Any Optimization from Practice Is Much Harder

We adopted an orphan python web project this week, it was maintained by lots of developers once.The former maintainers haven't stopped the bad smell in the project.Now it has serious performance problems, opening a page will cost several seconds (usually 3~5s, how terrible), users complain about it, we have to face the problem and solve it.

My mentor noticed there were several SELECT COUNTs on the dashboard page.It was meaningless to make it such real-time:

class Car(model):
    @classmethod
    def count(cls, category):
        # select count from db

The optimization was just caching the count result:

class Car(model):
    @classmethod
    @cache('car:{category}:count', expire=30)
    def count(cls, category):
        # select count from db

I used this quick and not dirty way.Then users felt the speed improvement on the dashboard page.

But you entered every category list page, still slow.Mysql explain showed category query type is all, the worst possible type. The query contains two where conditions and an order. I tried add index to one of where condition, type became range.After I add indices to other fields, it became ref, which can be accepted.

At that time, average request cost was 1000ms.

Thanks to the app engine team, by adding app_engine_profile=true to every URL we can easily get the detail for profiling.I tried, gzip were called 60000 times and cost 400ms in production environment, but other projects did not show these abnormal gzip calls.With the hint of my menter, I looked into the application entry point.

When I totally commented the gzip middleware, request time declined from 120ms to 20ms in development environment.It was convinced that some hot spots related to gzip, then I noticed the application's return value:

class Publisher(object):

    def __call__(self, env, start_response):
        body = 'string'
        return body # Iterable object.

Wow, every body knows it's an iterable object and every article about WSGI will tell you not send the output one byte by one byte, but the developers still did this.It caused gzip is applied to every single byte.Changing it to return [body] or yield body solved this problem.

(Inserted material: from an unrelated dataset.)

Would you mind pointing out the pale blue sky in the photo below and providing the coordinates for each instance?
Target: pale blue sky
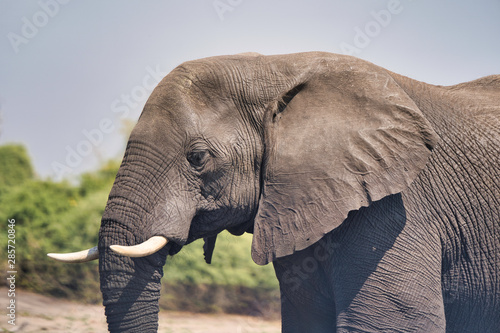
(82, 66)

This aftermoon, when I deployed the modified code to staging, the production environment raised a lot of exceptions caused by mako cache.I checked, the project saved mako cache to mfs and the two environments used the same mako cache.After solved this bug, the speed may be a little improvement, because mfs is a distributed network file system.

In the end, the project performance had a considerable improvement, but still a lot of work to do.